Pseudo typed viruses were produced using 293T cells, which were transfected with an S protein expression plasmid (prototype virus, XBB.1, JN.1, and KP.2 variants) and infected with vesicular stomatitis virus glycoprotein (VSV-G) pseudo typed virus (G*ΔG-VSV)23. Subsequently, a serum pVNT was performed to detect neutralisation titres. The pseudo typed viruses used for neutralisation titre detection and the mutation sites of the S genes are listed in Supplementary Table 1. The initial dilution was 1:30 or 1:10, followed by three-fold serial dilutions. The final dilution of the sample was 1:7290. The 50% neutralisation dilution (ND50) was calculated using the Reed–Muench method, and the limit of detection (LOD) was 1:10. Results below the LOD were set to 0.5 times that of the LOD, and an ND50 titre > 1:30 was considered positive.

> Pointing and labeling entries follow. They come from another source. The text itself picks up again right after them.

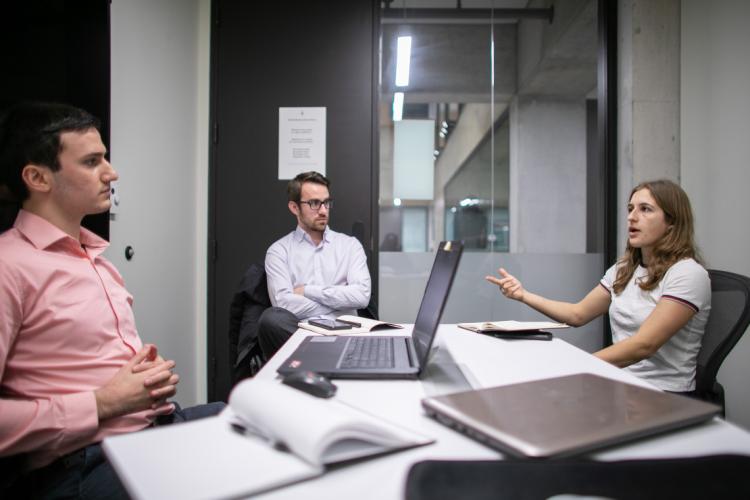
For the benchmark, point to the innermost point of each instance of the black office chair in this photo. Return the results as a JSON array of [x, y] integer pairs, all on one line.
[[730, 317], [248, 303]]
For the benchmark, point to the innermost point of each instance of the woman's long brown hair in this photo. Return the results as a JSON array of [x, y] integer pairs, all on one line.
[[677, 244]]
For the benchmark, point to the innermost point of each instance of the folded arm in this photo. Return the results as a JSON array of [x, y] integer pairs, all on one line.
[[281, 290], [355, 294]]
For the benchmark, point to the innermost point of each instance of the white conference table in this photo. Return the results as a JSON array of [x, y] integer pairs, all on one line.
[[486, 362]]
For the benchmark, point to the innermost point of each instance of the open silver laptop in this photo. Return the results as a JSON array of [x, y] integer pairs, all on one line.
[[564, 416], [375, 357]]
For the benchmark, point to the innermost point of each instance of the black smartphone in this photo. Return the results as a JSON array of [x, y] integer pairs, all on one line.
[[331, 324]]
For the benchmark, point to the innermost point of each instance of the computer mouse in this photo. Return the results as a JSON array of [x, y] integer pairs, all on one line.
[[311, 383]]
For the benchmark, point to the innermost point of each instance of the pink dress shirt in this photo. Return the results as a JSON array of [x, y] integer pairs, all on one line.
[[66, 327]]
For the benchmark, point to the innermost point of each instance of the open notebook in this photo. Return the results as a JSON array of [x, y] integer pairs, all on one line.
[[270, 436]]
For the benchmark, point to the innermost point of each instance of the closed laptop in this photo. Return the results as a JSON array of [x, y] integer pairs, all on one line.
[[565, 416]]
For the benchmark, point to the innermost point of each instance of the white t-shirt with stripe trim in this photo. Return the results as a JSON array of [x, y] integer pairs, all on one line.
[[672, 367]]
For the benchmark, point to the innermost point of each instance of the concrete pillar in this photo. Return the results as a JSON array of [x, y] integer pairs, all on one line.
[[547, 175], [649, 95]]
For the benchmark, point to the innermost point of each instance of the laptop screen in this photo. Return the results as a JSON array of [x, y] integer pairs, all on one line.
[[435, 296]]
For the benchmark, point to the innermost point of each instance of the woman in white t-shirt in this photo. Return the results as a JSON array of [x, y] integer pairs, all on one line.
[[658, 294]]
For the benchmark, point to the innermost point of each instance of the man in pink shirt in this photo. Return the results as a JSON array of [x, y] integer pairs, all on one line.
[[73, 369]]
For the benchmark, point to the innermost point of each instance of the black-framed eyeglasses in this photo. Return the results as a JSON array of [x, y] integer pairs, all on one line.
[[316, 204]]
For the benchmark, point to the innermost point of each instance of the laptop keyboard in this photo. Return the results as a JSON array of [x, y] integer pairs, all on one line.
[[368, 352]]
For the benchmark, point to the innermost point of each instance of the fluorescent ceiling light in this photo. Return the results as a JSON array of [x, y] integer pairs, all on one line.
[[403, 55], [398, 106]]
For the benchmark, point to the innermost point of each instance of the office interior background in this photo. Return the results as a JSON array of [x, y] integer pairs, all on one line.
[[507, 116]]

Measurement of total neutralising antibodies and ABO blood typing

Total neutralising antibodies were detected using a commercial ELISA kit23 (anti-SARS-CoV-2 S Kit; Shanghai GeneoDx Biotechnology Co., Ltd., Shanghai, China), which detects neutralising immunoglobulin antibodies against the SARS-CoV-2 spike protein RBD, using a universal microplate reader (DNM-9602; Beijing Pulang Co., Ltd., Beijing, China). A value > 6.5 IU/mL was considered positive. Values > 100 IU/mL were capped at 100 IU/mL as per the manufacturer’s protocols and instructions The ABO blood group was determined using the test tube method based on the manufacturer’s instructions (Chengdu United Co.,Ltd., Chengdu, China).

Throat swab samples test

Throat swab samples collected for SARS-CoV-2 analysis were analysed using RT-PCR (Shanghai Zhejiang Biotechnology Ltd., Shanghai, China). Cycle threshold values ≤ 44 on RT-PCR were considered positive.

Ethics

The study was approved by the Institutional Review Board of the Ethics Committee of Henan Provincial People’s Hospital (approval number: 20210051, approval date: 24 May 2021) and was conducted in compliance with the principles of the Declaration of Helsinki. All participants enrolled in this study provided written informed consent to participate.

Statistics

Summary statistics for the geometric means with 95% confidence intervals (CIs) are presented. Statistical significance between groups and subgroups was assessed using the Mann–Whitney U test, Student’s t-test, and one-way analysis of variance for continuous variables, and Pearson’s χ2 or Fisher’s exact test for categorical variables. Spearman’s rank correlation and r values were used to evaluate the correlation between two continuous variables. Since the total neutralising antibodies and four different neutralising antibodies against the prototype strain, XBB.1, JN.1, and KP.2 were measured for each specimen, our data were repeated measures. Therefore, a mixed linear model was used to identify the factors affecting neutralising antibodies after booster vaccination21. The log2-transformed neutralising antibody titre or total antibody concentration was considered the dependent variable in this model. While age, sex, BMI, ABO blood type, vaccination mode, the interval between primary and booster vaccination doses, SARS-CoV-2 breakthrough infection, and epidemic measures were considered independent variables. Hypothesis testing was two-sided, with P < 0.05 considered statistically significant. All statistical analyses and plotting were performed using GraphPad Prism (version 8.0; La Jolla, CA, USA) and SPSS (version 2.0; IBM Corp., Armonk, NY, USA).